All that said, the point of this project (in my opinion) is to demonstrate what an average, unbiased approach built on top of OMOP looks like. While I understand wanting to go see how others did it, we also know others have made mistakes and how are we to know you is "right". Further, if we peek for this phenotype, then we would need to do that for the others too otherwise we are introducing more bias. I'd prefer to write a paper that shows a realistic perspective on what it's like to implement eMERGE phenotypes. I strongly believe that it's the only way we will be able to understand how these things can be automated in the future.

mgkahn commented 5 years ago

NEW COMMENT: Logic for exclusion criteria is wrong. You need an OR (UNION) rather than an AND. Current logics says that an exclusion needs to meet all exclusion criteria. My understanding is that you are excluded if you meet ANY exclusion criteria. If so, then an OR (UNION) is the right logic in your NOT IN subquery.

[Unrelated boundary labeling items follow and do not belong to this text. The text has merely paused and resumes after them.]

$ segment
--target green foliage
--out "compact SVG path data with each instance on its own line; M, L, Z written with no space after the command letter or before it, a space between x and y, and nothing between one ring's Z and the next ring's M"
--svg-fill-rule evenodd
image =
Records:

callahantiff commented 5 years ago

NEW COMMENT: Logic for exclusion criteria is wrong. You need an OR (UNION) rather than an AND. Current logics says that an exclusion needs to meet all exclusion criteria. My understanding is that you are excluded if you meet ANY exclusion criteria. If so, then an OR (UNION) is the right logic in your NOT IN subquery.

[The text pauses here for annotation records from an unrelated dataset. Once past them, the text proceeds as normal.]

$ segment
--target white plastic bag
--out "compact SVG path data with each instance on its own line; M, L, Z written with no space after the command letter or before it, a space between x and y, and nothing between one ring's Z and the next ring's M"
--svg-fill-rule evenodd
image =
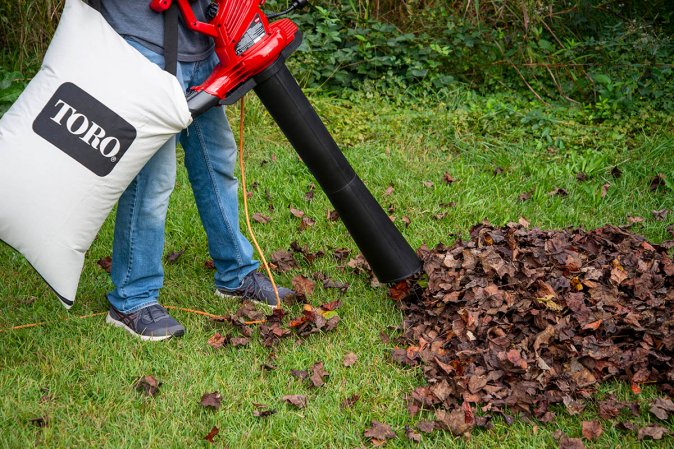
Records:
M70 308L114 204L190 122L175 77L67 0L40 71L0 119L0 240Z

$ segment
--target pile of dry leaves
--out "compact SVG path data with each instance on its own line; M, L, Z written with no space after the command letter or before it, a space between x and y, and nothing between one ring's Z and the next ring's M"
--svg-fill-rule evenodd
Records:
M551 404L579 413L609 379L635 393L654 384L674 395L672 243L650 244L613 226L485 223L468 242L422 248L428 285L416 296L407 285L391 289L409 345L393 358L421 365L428 381L408 398L410 412L436 409L436 426L464 433L505 410L543 422L555 418ZM669 398L656 401L655 416L674 414ZM485 413L473 415L473 407ZM599 413L615 418L630 407L608 398ZM653 437L651 430L639 437Z

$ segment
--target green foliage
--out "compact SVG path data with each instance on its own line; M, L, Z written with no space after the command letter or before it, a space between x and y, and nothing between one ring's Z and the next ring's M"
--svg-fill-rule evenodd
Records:
M635 110L643 100L674 110L671 3L415 4L392 22L350 0L297 14L305 42L294 70L305 85L331 91L376 85L379 94L399 97L461 82L483 92L526 88L541 101L596 105L598 116Z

Thanks for bringing this up, this was something that I went back and forth on too. The criteria that we were provided says that the control group can contain "none" of the case group criteria as well as some other criteria. I interpreted that as meaning they wanted to identify people that were the opposite of the case group in that they should have none of the criteria that was used to select cases. Do you disagree? I am happy to do whatever you think is best, but wanted to explain why I chose "AND" and not "OR".